Author: Nitin Gupta
EC2 vs Data-center
I started a startup named Relcy, Inc. in June 2013 as the co-founder and the CTO. As a new company, we were faced with a dilemma that all startups in Silicon valley beget. How do we provision computing power and data?
Most companies in the bay area opt for Amazon EC2. It’s simple, efficient, and easy to use; it requires minimal manual intervention and you can be up and running in a few minutes.
The requirements at Relcy are slightly different. We are running many many CPU intensive map-reduce jobs on Hadoop and Hbase, each of which take a couple of hours on twenty 2.4Ghz 2xQuad-core servers. We began with 5 servers and quickly realized that we needed much more just for map-reduce, which motivated us to explore our own data-center. Including our initial serving infrastructure and supported machines, we are now looking at about 30 servers in all.

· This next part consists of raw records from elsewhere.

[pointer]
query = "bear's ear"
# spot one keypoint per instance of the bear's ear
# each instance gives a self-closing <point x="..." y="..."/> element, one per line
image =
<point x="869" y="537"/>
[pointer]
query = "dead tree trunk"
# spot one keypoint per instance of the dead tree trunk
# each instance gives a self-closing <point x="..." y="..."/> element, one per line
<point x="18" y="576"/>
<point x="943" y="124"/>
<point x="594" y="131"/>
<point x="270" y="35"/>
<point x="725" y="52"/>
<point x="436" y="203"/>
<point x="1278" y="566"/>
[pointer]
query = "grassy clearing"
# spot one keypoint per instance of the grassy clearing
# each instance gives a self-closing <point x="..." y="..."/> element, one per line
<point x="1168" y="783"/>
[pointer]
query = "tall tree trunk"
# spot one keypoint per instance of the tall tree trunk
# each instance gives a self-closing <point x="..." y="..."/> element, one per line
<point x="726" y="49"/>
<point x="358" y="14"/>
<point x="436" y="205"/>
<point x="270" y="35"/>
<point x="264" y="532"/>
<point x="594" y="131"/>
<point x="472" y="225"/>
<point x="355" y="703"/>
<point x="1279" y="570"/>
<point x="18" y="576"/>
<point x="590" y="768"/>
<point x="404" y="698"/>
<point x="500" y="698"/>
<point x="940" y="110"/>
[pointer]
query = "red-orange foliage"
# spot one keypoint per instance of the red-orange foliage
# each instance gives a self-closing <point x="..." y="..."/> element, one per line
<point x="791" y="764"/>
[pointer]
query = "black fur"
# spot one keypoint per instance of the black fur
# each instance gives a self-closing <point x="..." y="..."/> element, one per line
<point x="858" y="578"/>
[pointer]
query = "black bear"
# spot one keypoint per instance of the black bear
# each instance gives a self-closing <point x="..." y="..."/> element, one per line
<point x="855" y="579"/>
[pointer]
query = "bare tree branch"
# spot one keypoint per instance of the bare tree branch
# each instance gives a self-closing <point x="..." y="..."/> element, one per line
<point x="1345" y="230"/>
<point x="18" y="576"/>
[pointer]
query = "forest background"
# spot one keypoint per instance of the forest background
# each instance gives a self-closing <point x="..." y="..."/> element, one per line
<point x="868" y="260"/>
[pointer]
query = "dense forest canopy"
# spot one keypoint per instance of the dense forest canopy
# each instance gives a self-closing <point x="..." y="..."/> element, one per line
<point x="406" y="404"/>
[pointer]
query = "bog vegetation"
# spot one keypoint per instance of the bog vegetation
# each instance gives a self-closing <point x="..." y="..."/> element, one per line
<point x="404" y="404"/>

This post is meant for budding CTOs and startups. I’m writing with the assumption that not everyone can hire specialists and therefore people may want to setup their servers in a shared data-center themselves. I try to cover the following:
- The motivation for using our own servers, aka, possibility to upgrade servers and pricing.
- Understanding what kind of servers to order, what kind of rails to order, and what to expect when the servers are with you.
- The terminology used when I communicated with various stakeholders.
- The dos and do nots.
Pricing
As an early stage startup, there were two primary concerns for us like any other. Can we update our servers down the line and we can minimize cost. We wanted to keep our cost as low as possible. This included the upfront as well as the monthly cost.
We first turned towards the available options on EC2. Given the configuration we devised, we wanted an EC2 machine with 32 ECUs and about 32GB ram. The closest to this we found was the m3.2xlarge machine on EC2. We could only commit for 1 year, so we performed our calculations on the heavy-utilization 1 year reserved instances at Amazon. The total cost split for 30 servers was as follows:
Upfront: $2,978×30: $89,340
Hourly (per year): $0.246x24x365x30: $64,648.8
Disk (2TB per machine): $200x12x30: $72,000
Total cost: $225,988.8
We then turned to explore our own data-center. We ordered refurbished Dell R710s from http://www.servermonkey.com for $1000 each, and put 2x1TB WD black disks on each of them that were $85 a piece. We got quotations from a few data-centers, and picked the premium datacenter Equinix for co-hosting. The total cost split was as follows:
Upfront (data-center setup): $5,000
Data-center power/space cost for 30 servers: $3000×12: $36,000
Data-center bandwidth cost (300Mb down/ 60Mb up): $650×12: $7,800
Server purchase cost: $1,000×30: $30,000
Disk purchase cost: $85x2x30:$5,100
Switches and other networking equipment, moving cost etc: $15,000
Total cost: $98,900
Assuming a 25% failure rate for our equipment, we have a rough cost of $111,425. That was 50% of EC2. We can, in fact, hire a full time network engineer and still be under the EC2 pricing.
Servers
The first decision we needed to make was which servers to order. We initially ordered a couple of Dell 2950s (refurbished). These were clearly insufficient — the memory was limited and upgrading the memory was a bomb.
The next set of servers we looked at were Dell R710s. These solid machines pretty much fitted our need.
- The R710s are 2xQuad-Corex2.4Ghz (and I believe you can also get dual six-cores) servers that come refurbished for about $1,000 a piece with 32GB memory, upgradable to 192GB with about $125 per 16GB memory increment.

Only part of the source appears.